Sahura hazırlandık, sofralarımıza kurduk, bir ufak kâse patlıcan çorbası ile iki dane yumurta, birer fincan çay yemek listemizi teşkil ediyordu. Bunları konuşa konuşa yedik. Sonrada sabah namazını bekleyerek o farizamızı eda ettikden sonra birazda istirahat etdik, havaların çok sıcak, rutubetli olmasına rağmen Ramazan-ı Mübareke birinci günü gayet hoş geçdi.
Akşam olunca elimizde sa'at, sofra başına oturduk, sözü bi't-tabi' İstanbul'dan açdık ve merkez-i İslamiyet'in Ramazan'da aldığı şekil-i ruhaniyetden ve cevâmî-i şerifelerin kandil-i mübarekelerinden ve herkesin topa nasıl muntazır (bekleyen) olduğundan bahs ederek her birimiz kendi aile efradını birer birer ta'dad etmekde idi.
İftarı bekler iken hepimizin zihninde birer aile levhası tersim (resmetme) olunmuşdu derken İstanbul'da toplar atıldı. Bizde sofralarımızın üç köşesinden ellerimizi uzatdık, yemeklerimiz yine patlıcan çorbası, birer yumurta, bir testi soğuk su, semaver vazifesini ifa eder çandanlık ve üç bardak bütün (servisimiz) bu kadar. Hepimiz orucun te'siriyle nim-mahmur (yarı uykulu) kalan yarım sâ'ati geçirmek içün söz bulunamıyor, herkes sükût'î (sessiz), gözleri bir yere ma'tûf bir şeyler düşünüyor gibi, işte hamd olsun bu günde Ramazan'ımızın ikinci sahuruydu. Bu mektubuda sabah namazını bekler iken yazdım. Ortalık bir sükût-ı 'amîk, gündüzü gözleyen Tokyo derin habe (uyku/rüya) varmış, hazin bir sükût. Düşünüyorum koca Japonya'nın merkezinde, milyonlarca nüfûs içinde, yalnız biz üç kişi hâlık-ı kâinâta vazife-i ubudiyeti ifa etmek içün sabahın olmasına muntazırız.

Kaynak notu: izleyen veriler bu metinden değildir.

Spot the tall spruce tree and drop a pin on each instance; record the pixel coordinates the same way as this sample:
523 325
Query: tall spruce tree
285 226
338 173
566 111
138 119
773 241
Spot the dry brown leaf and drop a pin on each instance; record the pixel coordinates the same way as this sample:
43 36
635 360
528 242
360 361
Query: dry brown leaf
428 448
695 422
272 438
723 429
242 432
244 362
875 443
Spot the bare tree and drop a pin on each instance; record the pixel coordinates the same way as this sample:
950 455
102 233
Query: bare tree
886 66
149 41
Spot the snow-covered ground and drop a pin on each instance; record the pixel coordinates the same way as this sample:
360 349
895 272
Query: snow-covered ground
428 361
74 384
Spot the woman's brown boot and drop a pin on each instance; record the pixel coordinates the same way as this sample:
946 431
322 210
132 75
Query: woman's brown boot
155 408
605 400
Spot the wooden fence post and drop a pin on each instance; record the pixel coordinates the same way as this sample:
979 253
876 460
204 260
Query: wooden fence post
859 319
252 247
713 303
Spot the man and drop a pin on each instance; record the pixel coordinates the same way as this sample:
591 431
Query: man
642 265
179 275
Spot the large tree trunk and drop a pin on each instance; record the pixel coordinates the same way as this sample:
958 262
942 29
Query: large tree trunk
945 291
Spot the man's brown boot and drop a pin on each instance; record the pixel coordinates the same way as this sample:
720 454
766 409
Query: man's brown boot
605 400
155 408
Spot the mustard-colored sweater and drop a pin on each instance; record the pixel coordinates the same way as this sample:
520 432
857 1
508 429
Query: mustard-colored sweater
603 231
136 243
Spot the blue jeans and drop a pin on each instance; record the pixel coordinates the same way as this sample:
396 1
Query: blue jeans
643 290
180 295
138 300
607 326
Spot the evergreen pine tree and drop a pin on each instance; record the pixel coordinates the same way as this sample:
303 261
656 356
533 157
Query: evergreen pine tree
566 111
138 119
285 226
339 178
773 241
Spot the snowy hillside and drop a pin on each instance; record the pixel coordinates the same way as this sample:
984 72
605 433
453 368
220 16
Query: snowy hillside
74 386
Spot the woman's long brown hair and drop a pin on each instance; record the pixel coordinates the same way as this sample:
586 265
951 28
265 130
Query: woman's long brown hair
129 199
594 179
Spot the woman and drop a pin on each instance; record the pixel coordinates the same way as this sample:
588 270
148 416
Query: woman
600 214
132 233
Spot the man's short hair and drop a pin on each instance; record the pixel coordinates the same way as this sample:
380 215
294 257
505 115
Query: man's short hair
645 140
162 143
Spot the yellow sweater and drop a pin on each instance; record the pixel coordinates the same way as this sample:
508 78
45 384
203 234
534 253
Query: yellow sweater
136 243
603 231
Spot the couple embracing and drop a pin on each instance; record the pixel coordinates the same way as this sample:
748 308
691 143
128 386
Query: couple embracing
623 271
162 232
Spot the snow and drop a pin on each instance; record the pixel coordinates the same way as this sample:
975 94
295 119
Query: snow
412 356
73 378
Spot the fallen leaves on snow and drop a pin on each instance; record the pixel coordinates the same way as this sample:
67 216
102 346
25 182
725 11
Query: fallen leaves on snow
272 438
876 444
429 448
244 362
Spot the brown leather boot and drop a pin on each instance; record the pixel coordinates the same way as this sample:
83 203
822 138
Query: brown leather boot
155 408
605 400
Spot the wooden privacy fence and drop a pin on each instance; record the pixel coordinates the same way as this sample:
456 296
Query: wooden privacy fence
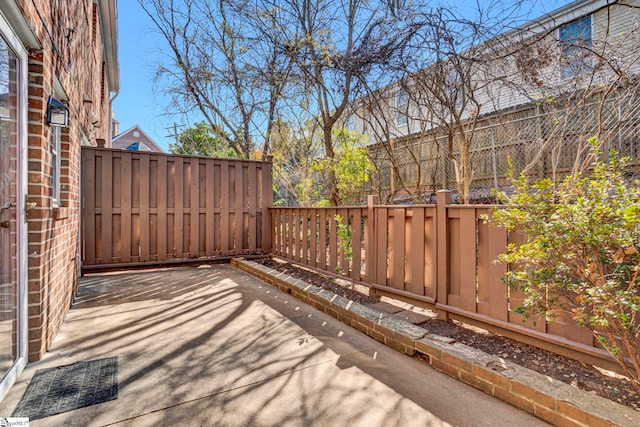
142 207
441 256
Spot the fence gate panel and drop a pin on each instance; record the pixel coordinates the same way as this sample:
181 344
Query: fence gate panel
149 208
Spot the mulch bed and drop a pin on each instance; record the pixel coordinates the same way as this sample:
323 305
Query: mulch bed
585 377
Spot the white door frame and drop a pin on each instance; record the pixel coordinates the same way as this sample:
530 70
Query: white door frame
21 227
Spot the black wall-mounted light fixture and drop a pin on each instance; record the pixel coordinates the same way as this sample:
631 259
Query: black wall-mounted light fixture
57 112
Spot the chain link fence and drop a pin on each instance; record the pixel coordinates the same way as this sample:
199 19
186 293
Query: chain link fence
546 140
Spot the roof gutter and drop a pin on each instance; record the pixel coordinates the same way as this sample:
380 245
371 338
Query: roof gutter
15 16
109 26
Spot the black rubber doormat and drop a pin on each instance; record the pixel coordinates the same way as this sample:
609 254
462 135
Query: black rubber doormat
65 388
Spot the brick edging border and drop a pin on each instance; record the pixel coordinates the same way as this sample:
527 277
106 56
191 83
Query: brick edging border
544 397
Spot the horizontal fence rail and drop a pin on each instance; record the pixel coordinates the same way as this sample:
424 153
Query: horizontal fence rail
441 256
142 207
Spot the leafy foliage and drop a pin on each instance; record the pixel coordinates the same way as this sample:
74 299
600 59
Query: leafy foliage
351 165
581 255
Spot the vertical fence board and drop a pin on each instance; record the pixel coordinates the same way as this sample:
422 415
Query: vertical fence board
125 207
210 183
343 262
194 209
89 178
149 207
224 207
144 207
430 253
415 252
304 213
382 222
313 239
322 230
178 209
266 200
398 244
356 242
107 203
252 199
238 224
163 173
468 259
333 240
295 221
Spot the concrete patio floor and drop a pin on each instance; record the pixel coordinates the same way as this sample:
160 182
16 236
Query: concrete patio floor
214 346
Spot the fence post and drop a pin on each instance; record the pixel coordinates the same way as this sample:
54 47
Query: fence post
442 251
370 236
267 202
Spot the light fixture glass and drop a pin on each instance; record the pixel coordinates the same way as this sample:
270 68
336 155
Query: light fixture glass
57 112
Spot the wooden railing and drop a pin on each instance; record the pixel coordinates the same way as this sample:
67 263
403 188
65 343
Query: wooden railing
441 256
140 208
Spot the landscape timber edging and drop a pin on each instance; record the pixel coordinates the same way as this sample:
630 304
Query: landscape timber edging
549 399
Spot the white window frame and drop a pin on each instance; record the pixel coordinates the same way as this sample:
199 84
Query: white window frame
574 60
14 42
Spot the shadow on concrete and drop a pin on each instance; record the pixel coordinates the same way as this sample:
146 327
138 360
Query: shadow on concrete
215 346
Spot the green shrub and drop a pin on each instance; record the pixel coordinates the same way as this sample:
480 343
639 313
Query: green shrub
581 254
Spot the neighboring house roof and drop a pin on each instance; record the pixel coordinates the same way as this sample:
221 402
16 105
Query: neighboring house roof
135 139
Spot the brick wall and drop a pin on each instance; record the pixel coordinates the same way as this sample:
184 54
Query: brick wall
71 58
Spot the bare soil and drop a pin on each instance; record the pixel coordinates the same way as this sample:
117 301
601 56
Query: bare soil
586 377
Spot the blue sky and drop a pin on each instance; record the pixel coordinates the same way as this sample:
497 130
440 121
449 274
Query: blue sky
140 50
139 53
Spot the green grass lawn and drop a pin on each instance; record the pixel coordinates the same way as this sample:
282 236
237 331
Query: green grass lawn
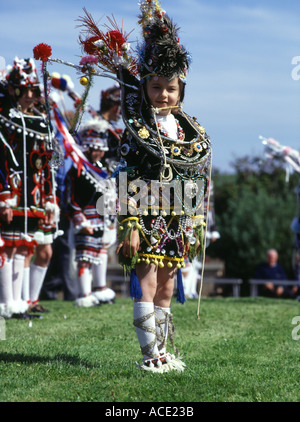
240 350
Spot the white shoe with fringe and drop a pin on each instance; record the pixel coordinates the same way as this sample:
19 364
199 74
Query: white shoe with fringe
86 302
7 310
164 363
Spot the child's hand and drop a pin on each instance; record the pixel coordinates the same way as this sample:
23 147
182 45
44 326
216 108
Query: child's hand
6 215
87 230
130 244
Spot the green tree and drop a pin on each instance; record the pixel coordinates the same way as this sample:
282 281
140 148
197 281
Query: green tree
254 209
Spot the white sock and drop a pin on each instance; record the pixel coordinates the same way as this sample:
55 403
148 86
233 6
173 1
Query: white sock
6 292
143 315
99 271
17 276
85 281
25 286
37 275
161 327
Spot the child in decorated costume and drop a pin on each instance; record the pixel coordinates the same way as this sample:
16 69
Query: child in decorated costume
164 171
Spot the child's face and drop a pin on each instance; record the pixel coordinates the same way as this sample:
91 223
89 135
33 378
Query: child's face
27 99
163 93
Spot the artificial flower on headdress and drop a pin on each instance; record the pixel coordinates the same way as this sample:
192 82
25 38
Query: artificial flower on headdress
110 46
42 52
23 73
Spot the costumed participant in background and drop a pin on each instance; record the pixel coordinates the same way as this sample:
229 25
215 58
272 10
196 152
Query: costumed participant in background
61 271
94 233
164 171
110 111
27 203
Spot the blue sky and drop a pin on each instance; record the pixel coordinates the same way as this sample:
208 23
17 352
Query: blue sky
240 85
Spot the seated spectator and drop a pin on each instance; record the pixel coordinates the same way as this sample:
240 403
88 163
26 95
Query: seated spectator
271 270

Refiklerimde(arkadaşlarım da), her ikisi Kâ'be'ye müteveccih tilâvet ile meşgul, ortada yavaş yavaş aydınlanıyor. İşte artık vazife-i 'ubudiyeti ifâ ederek uykuya yatacağım. İnşaallâh az zaman sonra burada da iftar ve sahûr toplarını işitmek nasib olur.